Yes, it's been since we've launched the rental program, it's always been double-digit rentals per quarter. It again was double-digit rentals this past quarter, and the revenue growth from the rentals was up 13% over the prior quarter. So the rental program is continuing to grow.

But it was basically in line? It was not a bump up that might reflect people making an election to wait until you have the approval?

It's what's expected. In the prior quarters before the announcement of the iPulse, what we saw was probably a little bit higher rentals in the double digit. However, we did see a big conversion. We for a period of time had a 50% conversion of those -- more than a 50% conversion of those rental programs within two quarters of the start of the rental program.

Today obviously it's not as high and we're not being as aggressive in pursuing that because, for the case of open heart hospitals, we personally do think that the better solution for them long term is going to be the iPulse.

So your conversion rate for the quarter then is down then relative to what it's been or?

It's down as compared to the trend prior to the announcement of the iPulse.

Okay. Thank you. That's it. Appreciate it.

And our next question comes from the line of Greg Simpson with Stifel Nicolaus. Please proceed.

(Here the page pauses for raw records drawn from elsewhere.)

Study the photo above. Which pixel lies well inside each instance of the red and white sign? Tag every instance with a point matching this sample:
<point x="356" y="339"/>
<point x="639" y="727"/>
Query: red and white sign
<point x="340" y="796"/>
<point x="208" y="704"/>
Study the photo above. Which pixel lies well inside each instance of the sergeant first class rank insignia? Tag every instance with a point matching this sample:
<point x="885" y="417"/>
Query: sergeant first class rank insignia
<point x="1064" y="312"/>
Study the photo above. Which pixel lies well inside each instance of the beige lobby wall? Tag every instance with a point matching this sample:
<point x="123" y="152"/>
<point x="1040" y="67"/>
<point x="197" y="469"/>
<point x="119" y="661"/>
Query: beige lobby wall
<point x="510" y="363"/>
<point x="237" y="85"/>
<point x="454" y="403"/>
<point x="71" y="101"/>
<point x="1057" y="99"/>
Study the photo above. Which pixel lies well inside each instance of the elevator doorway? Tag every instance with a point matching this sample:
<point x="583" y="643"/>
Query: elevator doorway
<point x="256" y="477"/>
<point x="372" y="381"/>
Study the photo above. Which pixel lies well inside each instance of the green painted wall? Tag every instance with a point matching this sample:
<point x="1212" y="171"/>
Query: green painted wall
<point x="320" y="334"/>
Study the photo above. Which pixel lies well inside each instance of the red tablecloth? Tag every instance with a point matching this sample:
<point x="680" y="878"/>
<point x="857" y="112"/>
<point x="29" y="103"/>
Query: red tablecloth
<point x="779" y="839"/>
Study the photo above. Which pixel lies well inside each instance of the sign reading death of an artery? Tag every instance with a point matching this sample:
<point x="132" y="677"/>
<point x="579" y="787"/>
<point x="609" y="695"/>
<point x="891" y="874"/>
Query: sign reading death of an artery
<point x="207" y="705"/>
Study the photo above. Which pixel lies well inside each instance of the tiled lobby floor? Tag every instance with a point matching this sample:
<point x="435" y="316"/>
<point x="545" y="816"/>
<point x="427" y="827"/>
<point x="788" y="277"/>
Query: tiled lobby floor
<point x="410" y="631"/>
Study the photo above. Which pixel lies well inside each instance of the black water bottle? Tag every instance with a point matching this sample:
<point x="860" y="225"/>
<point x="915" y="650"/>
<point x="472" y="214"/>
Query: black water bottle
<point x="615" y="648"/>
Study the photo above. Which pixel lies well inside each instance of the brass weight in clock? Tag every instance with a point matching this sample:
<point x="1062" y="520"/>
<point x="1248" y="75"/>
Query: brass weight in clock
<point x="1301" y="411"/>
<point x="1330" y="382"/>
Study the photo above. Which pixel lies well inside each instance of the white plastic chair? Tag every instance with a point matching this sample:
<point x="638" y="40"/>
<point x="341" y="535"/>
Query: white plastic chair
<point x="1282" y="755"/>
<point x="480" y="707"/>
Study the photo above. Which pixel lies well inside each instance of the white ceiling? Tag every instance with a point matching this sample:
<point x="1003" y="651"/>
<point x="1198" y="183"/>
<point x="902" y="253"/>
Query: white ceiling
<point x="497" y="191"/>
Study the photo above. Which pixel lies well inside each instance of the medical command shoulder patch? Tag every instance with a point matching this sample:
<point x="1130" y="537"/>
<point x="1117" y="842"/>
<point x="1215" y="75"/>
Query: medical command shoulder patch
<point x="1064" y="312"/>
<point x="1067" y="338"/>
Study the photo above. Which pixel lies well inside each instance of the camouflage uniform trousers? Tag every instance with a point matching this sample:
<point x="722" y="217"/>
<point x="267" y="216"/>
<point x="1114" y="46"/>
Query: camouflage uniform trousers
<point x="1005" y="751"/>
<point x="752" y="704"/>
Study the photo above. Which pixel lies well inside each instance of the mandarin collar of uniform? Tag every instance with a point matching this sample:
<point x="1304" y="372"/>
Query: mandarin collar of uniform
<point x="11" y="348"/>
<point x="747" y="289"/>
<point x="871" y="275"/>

Thanks, guys. Just a couple of follow-ups. Mike, no change in the full-year guidance so that obviously speaks to a timing issue more than anything, but I want to confirm that the old guidance did not include the potential impact of the 510(k) approval of the 2.5. Is that still the case?

Correct. Our guidance does not include a 510(k). The reason we excluded the 510(k) from our forecast, as we said, was that we could not predict when it would happen within the year -- September to March. And again, for everyone, our fiscal year ends in March and obviously it would have a different impact whether or not we got it in September versus March.

Right, Okay. And then secondly, we really haven't heard anything on the AbioCors we talked about. Is there any update you can give on the AbioCor II?

There's really no update on the AbioCor II. We're moving along with it in -- we've done animals, we're doing the bench testing. We do feel confident that the device will be a much longer duration device based on the pusher plate. And what we really want to see is the validation of the technology with the AbioCor I. Those same centers that are going to be performing the AbioCor I will also be the centers that start getting the AbioCor II. We think that it's best to have a smaller group to focus our resources on it, as well as theirs, and getting the right patient selection and patient management so we get great results.

You have to remember that when we did this trial -- it was back in 2001 -- the patient population in the control group lived two weeks, on average, in the hospital with every drug and technology they had. They didn't get AbioCor. And we think that the market has gotten -- and the industry has really improved on anticoagulation, on VAD therapy, on patient selection, on right side failure, and we are confident that in the right patient population, we're going to get patients to be able to live longer. Because in the first trial, the patients, really very few of them could live as long as the duration of the device, but since the panel meeting, we've been doing work to try and get the device really to an 18- to 24-month device for consistent results for a patient population that has less than 30 days to live.

Okay, all right. Thanks very much.

This concludes the question and answer session. I would now like to turn the call over to Michael Minogue for closing remarks.

Great. Thanks everyone for your time today. We are focused on our mission to recover hearts, lead in technology innovation, grow shareholder value and create a winning culture.

As always, Dan and I will be open to questions following the call. Have a great day.

Thank you for your participation in today's conference. This concludes your presentation. You may now disconnect. Good day.